CL0P-Linked Hackers Breach Dozens of Organizations via Oracle E-Business Suite Zero-Day
A significant new wave of cyberattacks attributed to threat actors linked to the Cl0p ransomware group is targeting Oracle E-Business Suite (EBS) deployments worldwide. Since early August, dozens of organizations have reported breaches, with attackers exploiting a previously unknown vulnerability, CVE-2025-61882, scoring 9.8 on the CVSS scale. This campaign showcases how threat actors are combining multiple vulnerabilities in enterprise applications to gain remote code execution, exfiltrate data, and extort organizations. Security experts warn that these types of multi-vector zero-day attacks are becoming increasingly common in the cybercrime ecosystem.
Attack Timeline and Discovery
The attack wave began in earnest on September 29, 2025, but researchers discovered suspicious activity dating back to July 10, 2025. The attackers’ campaign started with high-volume spear-phishing emails launched from hundreds of compromised third-party accounts, targeting company executives and IT administrators. The campaign has already affected dozens of organizations, but the actual impact may be larger, as incident investigations are ongoing.
Technical Details: Exploitation Techniques
The threat actors combined several advanced exploitation methods:
- Server-Side Request Forgery (SSRF): This technique allowed the attackers to induce Oracle EBS servers to send HTTP requests to internal or external servers, bypassing normal network controls.
- Carriage-Return Line-Feed (CRLF) Injection: By injecting special characters into HTTP headers, attackers manipulated how the server processes web requests, facilitating further attack chains.
- Authentication Bypass: Flaws in the
/OA_HTML/SyncServletcomponent were exploited to bypass authentication checks. - XSL Template Injection: Attackers submitted malicious XML StyleSheet Language (XSL) templates via the Template Preview feature, embedding Java payloads to achieve remote code execution (RCE) and establish a reverse shell back to attacker-controlled infrastructure.
Extortion Tactics: Data Exfiltration and Ransom Demands
Once inside victim networks, the attackers exfiltrated sensitive business data.
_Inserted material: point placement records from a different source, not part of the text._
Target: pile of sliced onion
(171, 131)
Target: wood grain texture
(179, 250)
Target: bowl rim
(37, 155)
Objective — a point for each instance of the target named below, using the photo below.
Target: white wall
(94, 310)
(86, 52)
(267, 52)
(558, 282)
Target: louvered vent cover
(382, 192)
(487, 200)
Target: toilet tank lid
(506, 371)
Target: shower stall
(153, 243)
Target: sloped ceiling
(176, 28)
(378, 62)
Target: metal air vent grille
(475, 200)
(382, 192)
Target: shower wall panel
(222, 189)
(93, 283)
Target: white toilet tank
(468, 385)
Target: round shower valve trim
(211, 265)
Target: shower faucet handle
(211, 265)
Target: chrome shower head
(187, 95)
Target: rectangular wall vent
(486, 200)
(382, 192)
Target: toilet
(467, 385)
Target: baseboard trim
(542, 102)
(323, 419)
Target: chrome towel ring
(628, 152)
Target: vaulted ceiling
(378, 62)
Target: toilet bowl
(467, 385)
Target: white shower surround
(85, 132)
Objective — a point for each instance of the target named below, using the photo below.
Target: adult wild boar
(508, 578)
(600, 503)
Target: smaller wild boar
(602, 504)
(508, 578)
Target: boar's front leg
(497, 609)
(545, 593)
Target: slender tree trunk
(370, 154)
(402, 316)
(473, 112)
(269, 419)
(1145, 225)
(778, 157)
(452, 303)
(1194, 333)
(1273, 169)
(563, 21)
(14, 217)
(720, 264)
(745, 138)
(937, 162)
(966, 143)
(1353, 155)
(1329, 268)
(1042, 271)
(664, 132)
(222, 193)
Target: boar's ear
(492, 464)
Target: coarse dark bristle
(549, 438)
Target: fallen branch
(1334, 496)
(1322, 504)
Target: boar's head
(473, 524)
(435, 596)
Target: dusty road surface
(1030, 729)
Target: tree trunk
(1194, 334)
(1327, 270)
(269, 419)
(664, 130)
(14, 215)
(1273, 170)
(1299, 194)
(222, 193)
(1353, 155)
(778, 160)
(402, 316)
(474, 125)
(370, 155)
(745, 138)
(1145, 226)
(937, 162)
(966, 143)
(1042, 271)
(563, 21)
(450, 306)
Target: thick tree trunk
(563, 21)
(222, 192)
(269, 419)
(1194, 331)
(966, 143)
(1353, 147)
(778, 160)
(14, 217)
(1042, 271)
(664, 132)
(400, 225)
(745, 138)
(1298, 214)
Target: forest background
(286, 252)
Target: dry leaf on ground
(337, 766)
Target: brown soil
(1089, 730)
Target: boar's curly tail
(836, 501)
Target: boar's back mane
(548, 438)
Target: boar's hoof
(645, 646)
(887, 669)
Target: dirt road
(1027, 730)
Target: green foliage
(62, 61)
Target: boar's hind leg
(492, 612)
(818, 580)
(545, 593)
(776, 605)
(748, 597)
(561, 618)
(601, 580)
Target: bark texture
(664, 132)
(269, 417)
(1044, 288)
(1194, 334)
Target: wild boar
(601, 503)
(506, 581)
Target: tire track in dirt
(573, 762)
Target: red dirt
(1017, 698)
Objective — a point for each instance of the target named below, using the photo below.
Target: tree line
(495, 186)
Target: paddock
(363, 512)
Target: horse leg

Affected organizations received extortion emails demanding payment to prevent the public release of stolen information. Credentials for compromised third-party email accounts used in the phishing campaign were often sourced from infostealer malware logs traded on underground forums.
Mitigation and Response
Oracle has released emergency patches addressing CVE-2025-61882 and related vulnerabilities. Security experts recommend organizations running Oracle EBS immediately apply available updates, review logs for unusual activity on the /OA_HTML/SyncServlet endpoint, and enhance user awareness around phishing attempts. Researchers also point out the importance of strong segmentation, multi-factor authentication, and regular security audits for ERP and enterprise software deployments.
Behavioral Pattern Analysis and Attribution
The current campaign is consistent with past Cl0p-linked incidents, which relied on mass exploitation of enterprise file transfer and financial applications via zero-days. However, some evidence suggests the ransomware component may be handled by a separate actor, as the campaign initially focuses on data exfiltration and extortion rather than immediate encryption. Notably, at the time of reporting, no victims had yet been listed on the Cl0p data leak site, a tactic observed in previous campaigns where publication is delayed for additional pressure during negotiations.